The issue is the that mcollective call to get_fact sometimes never returns and hence there is no rollback triggered. The workaround being implemented is to wrap the get_fact code into a ruby Timeout operation with sufficient duration and then throw an error in case the execution does not complete before the timer expires. This exception will then bubble all the way up and trigger a rollback of the operation and display the root cause to the user.

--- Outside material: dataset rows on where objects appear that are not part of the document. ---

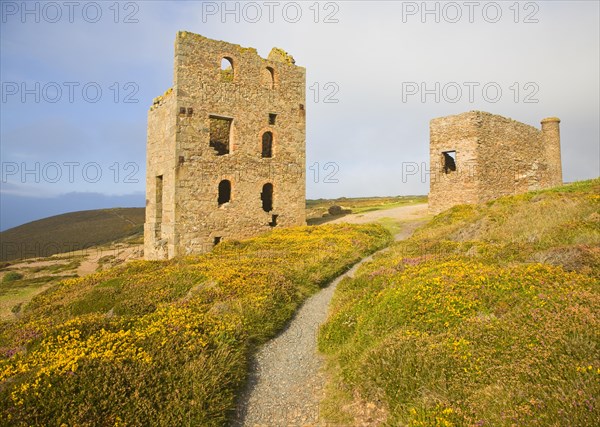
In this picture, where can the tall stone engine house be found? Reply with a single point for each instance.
(225, 149)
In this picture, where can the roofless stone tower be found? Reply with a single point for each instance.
(478, 156)
(225, 148)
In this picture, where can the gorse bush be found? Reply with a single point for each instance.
(165, 343)
(488, 316)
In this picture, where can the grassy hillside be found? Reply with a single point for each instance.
(69, 232)
(488, 316)
(80, 230)
(165, 343)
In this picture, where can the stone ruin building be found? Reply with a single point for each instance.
(478, 156)
(225, 148)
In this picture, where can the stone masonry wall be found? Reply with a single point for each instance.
(256, 96)
(495, 156)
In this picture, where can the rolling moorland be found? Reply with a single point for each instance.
(487, 316)
(165, 343)
(102, 239)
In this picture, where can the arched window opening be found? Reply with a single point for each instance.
(267, 197)
(267, 145)
(224, 192)
(226, 69)
(449, 161)
(270, 78)
(220, 134)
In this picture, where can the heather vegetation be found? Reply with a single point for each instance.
(488, 316)
(165, 343)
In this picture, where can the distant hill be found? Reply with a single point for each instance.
(70, 231)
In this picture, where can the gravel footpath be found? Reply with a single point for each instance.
(286, 380)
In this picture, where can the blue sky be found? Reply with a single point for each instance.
(60, 154)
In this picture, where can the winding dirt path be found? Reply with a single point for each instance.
(286, 379)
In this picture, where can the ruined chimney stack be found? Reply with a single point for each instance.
(551, 142)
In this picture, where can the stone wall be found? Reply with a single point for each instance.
(254, 96)
(494, 156)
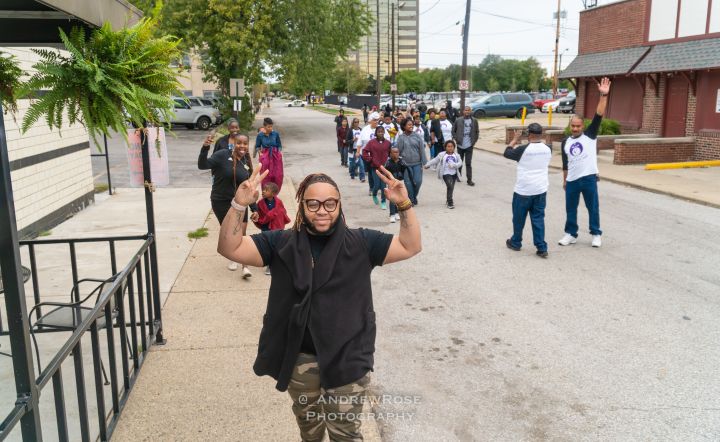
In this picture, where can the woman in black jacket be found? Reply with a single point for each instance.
(230, 167)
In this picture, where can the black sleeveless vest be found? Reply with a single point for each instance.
(333, 298)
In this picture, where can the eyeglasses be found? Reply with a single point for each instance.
(329, 204)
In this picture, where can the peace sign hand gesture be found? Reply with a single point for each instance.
(395, 191)
(247, 192)
(604, 86)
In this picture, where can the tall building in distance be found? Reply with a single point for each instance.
(407, 23)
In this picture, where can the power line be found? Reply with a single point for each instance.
(492, 14)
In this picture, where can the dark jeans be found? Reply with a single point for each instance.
(450, 184)
(587, 186)
(413, 181)
(466, 157)
(378, 184)
(371, 176)
(535, 206)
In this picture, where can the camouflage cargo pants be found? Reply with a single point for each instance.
(316, 409)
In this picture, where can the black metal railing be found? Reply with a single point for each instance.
(127, 308)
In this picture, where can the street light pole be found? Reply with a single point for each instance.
(377, 39)
(392, 56)
(463, 71)
(557, 41)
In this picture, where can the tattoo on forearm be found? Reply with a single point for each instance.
(238, 223)
(403, 220)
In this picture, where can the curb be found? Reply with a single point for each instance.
(636, 186)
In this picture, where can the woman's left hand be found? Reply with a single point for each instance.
(395, 190)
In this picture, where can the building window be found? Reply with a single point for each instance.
(707, 116)
(625, 104)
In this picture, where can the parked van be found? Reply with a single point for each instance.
(502, 105)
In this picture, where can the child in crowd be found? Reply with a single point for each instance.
(396, 166)
(448, 167)
(271, 213)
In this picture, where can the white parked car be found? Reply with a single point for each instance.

Fixed with --> https://github.com/openshift/origin-server/pull/3937

Comment 11 Abhishek Gupta 2013-10-18 21:41:54 UTC
*** Bug 1012181 has been marked as a duplicate of this bug. ***

Comment 14 Jianwei Hou 2013-10-22 08:03:49 UTC
Started 20 processes to create applications in parallel under a same account and didn't have this issue reproduced, mark as verified

0 master % ps -ef|grep rhc|wc -l
21

0 % rhc account
Login jhou on ec2-54-226-53-50.compute-1.amazonaws.com
-----------------------------------------------------------------
  ID:                 526625641d7a4abd40000001
  Plan:               Silver
  Gears Used:         20
  Gears Allowed:      50
  Domains Allowed:    1
  Allowed Gear Sizes: small, medium
  SSL Certificates:   yes

Comment 15 bn 2015-05-23 09:57:23 UTC
I think this bug still exists. Since yesterday I try to delete my app (webapp, domain: welovecoding) but everytime the web console tells me: "Unable to perform action on app object. Another operation is already running". Reference: #50a61505cdd9671c5a4419b54bf77fc3. I also used this command: "rhc app delete -k --confirm -d -a webapp" which responds with:

DEBUG: Authenticating with RHC::Auth::Token
DEBUG: Connecting to https://openshift.redhat.com/broker/rest/api
DEBUG: Getting all domains
DEBUG: Client supports API versions 1.1, 1.2, 1.3, 1.4, 1.5, 1.6, 1.7
DEBUG: Created new httpclient
DEBUG: Request GET https://openshift.redhat.com/broker/rest/api
DEBUG:    code 200 3477 ms
DEBUG: Server supports API versions 1.0, 1.1, 1.2, 1.3, 1.4, 1.5, 1.6, 1.7
DEBUG:    Using API version 1.7
DEBUG: Client API version 1.7 is not current. Refetching API
DEBUG: Request GET https://openshift.redhat.com/broker/rest/api
DEBUG:    code 200  214 ms
DEBUG: Using token authentication
DEBUG: Request GET https://openshift.redhat.com/broker/rest/domains
DEBUG:    code 200  223 ms
DEBUG: Using token authentication
DEBUG: Request GET https://openshift.redhat.com/broker/rest/domain/welovecoding/application/webapp
DEBUG:    code 200  823 ms
Deleting application 'webapp' ... DEBUG: Deleting application webapp
DEBUG: Using token authentication
DEBUG: Request DELETE https://openshift.redhat.com/broker/rest/application/5558df865973ca0b56000012
DEBUG:    code 500 50419 ms
Unable to perform action on app object. Another operation is already running.